|Cato Policy Analysis No. 106||May 23, 1988|
by Matthew B. Kibbe
Matthew B. Kibbe is a graduate student of economics and a fellow at the Center for the Study of Market Processes, George Mason University.
Thanks to the political clout of organized labor, a number of Washington's lawmakers have once again proposed to substantially raise the minimum wage employers may pay workers. Proposals from Sen. Edward Kennedy (D-Mass.) and Rep. Augustus Hawkins (D-Calif.) would raise the present minimum wage, $3.35, by nearly 40 percent, to $4.65, by 1990. An amendment to the House version of the bill, sponsored by Rep. Carl Perkins (D- Ky.), is even more generous; it would raise the minimum wage to $5.05 by 1992.
Members of Congress who support an increase in the minimum wage have all but monopolized the ethical high ground, using an appeal to simple economic justice as the single important justification for their position. The proponents argue for a "fair" minimum wage, as though government could simply legislate wealth into existence. Kennedy finds it "unacceptable" that the present minimum wage "does not permit full-time workers to provide the bare necessities for their families."
In reality, full-time employees make up only a small percentage of the total number of people earning the minimum wage. The proponents' use of such straw men not only confuses the issue but also suggests that there are other, less sincere motivations for supporting an increase in the minimum wage.
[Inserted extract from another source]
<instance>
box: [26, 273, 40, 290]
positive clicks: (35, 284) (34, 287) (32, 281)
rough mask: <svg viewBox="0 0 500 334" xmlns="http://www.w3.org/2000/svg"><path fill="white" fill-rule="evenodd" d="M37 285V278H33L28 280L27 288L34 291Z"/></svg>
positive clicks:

Minimum-wage legislation is and always has been the result of special-interest politics. Behind the rhetoric of economic justice and fairness lie purely self-serving political considerations. A particularly glib admission of this fact was recently made by a Democratic House aide, who claimed during a congressional battle over increases in the minimum wage that Democratic proponents would "throw numbers out till nobody can have faith in the numbers, and then political considerations will win. That's how we do it every time."
The simple truth about the issue is that any minimum-wage rate that is forced onto the market will have only negative effects on the distribution of economic justice. Minimum-wage legislation, by its very nature, benefits some at the expense of the least experienced, least productive, and poorest workers.